Il piatto è servito. Il Cristianesimo, parlando dopo mille anni con una sola voce, lancia un j’accuse a praticamente tutto il mondo secolarizzato, e queste parole sono pietre da cui ognuno, a suo modo, si sente colpito. E, visto che è difficile attaccare il “comunista” Bergoglio quando parla insieme al “fascista” Kirill (e viceversa), meglio tacere.
Il papa, d’altronde, ha pagato un prezzo, per ottenere questo risultato, che si riassume in queste tre righe:
Oggi è chiaro che il metodo dell’“uniatismo” del passato, inteso come unione di una comunità all’altra, staccandola dalla sua Chiesa, non è un modo che permette di ristabilire l’unità.

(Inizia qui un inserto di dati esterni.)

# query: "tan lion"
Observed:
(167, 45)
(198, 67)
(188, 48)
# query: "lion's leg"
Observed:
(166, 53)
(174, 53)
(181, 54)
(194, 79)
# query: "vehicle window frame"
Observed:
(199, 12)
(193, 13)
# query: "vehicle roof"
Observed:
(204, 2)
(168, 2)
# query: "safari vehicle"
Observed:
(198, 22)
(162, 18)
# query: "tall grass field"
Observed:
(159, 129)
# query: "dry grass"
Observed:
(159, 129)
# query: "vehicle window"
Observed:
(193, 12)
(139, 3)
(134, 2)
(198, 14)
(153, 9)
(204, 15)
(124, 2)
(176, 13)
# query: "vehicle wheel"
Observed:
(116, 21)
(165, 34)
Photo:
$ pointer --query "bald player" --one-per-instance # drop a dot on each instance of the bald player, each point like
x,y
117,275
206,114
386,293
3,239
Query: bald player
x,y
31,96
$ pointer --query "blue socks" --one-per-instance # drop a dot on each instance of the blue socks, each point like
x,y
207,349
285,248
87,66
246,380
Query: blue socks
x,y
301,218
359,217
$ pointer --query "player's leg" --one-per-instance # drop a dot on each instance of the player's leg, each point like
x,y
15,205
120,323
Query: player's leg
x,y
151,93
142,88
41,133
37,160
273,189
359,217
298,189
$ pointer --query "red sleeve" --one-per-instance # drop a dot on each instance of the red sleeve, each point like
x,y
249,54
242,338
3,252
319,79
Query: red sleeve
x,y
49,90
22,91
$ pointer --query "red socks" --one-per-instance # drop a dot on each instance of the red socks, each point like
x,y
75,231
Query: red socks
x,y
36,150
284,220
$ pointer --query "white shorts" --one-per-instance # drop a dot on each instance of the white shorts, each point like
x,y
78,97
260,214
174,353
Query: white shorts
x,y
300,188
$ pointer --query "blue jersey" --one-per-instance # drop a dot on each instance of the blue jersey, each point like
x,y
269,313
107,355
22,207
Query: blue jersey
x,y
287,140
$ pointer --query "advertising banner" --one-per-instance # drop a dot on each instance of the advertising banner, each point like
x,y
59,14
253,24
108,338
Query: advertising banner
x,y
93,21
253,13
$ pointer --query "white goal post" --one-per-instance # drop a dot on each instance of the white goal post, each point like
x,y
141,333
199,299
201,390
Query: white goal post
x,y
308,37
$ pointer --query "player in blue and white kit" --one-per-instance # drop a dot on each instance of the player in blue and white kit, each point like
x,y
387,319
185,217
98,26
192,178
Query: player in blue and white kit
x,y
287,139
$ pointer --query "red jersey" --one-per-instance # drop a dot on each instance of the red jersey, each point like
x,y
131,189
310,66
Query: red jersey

Una sconfessione pubblica del metodo par exellence della Chiesa Cattolica in terra russofona, che potrebbe essere gravido di conseguenze (positive) per il futuro. Un colpo da maestro per la diplomazia pontificia e un sussulto di orgoglio per quella Chiesa che, finalmente, torna a fare quello per cui è chiamata a esistere: testimoniare un modello di vita e una visione del mondo sostanzialmente “altra” rispetto ad un contesto ormai secolarizzato.
Il silenzio dei media testimonia che quando questi due signori si mettono insieme sono in grado di fare paura.